L'Iran, un caso particolare
«L'Iran ha conosciuto una fase di modernizzazione attraverso la militarizzazione. Il vertice laicizzato guidato da Pahlavi voleva imporre una occidentalizzazione forzata alimentandola mediante lo sfruttamento di idrocarburi. Questa laicizzazione violenta dall'alto ha provocato una reazione contro lo Scià che ha trovato il suo catalizzatore in Khomeini. Il 1979 iraniano in verità non nasce come una rivoluzione islamica, perché fu una reazione forte sostenuta in particolare da forze liberali e comunisti. Khomeini ha islamizzato con un paio di mosse azzeccate la rivoluzione. Insieme a quella leninista, a quella maoista e a quella cubana, è stata una rivoluzione moderna del Novecento, il khomeinismo. Una spinta moderna poiché ha rinnovato alle radici il pensiero politico sciita e ha saputo contenere tra le sue istanze anche quelle di riscatto per una vasta fascia di oppressi. Il prodotto finale della rivoluzione fu un sistema politico fatto di pesi e contrappesi molto interessante, parzialmente eletto dal basso e parzialmente dall'alto: una sorta di repubblicanesimo islamico moderno.

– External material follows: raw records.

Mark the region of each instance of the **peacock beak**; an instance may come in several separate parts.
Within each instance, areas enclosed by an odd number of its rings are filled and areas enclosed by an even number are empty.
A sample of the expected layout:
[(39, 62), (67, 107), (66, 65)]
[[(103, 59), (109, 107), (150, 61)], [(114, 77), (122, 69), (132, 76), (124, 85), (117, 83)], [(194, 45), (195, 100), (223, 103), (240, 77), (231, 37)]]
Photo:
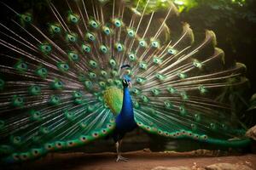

A seguito di quella rivoluzione l'Iran si è affermato come potenza regionale, antagonista nell'area mediorientale al potere dei Saud. Questo equilibrio geopolitico oggi è incrinato, ma ancora stabile. Rompere questo assetto è miope e sciocco. L'Arabia Saudita è un paese arretrato, conservatore e dittatoriale, l'Iran è pragmatico e sempre più moderno. L'Occidente ha responsabilità nell'attuale fase di dissoluzione del Medioriente, le scelte che faremo da qui in avanti disegneranno scenari completamente nuovi».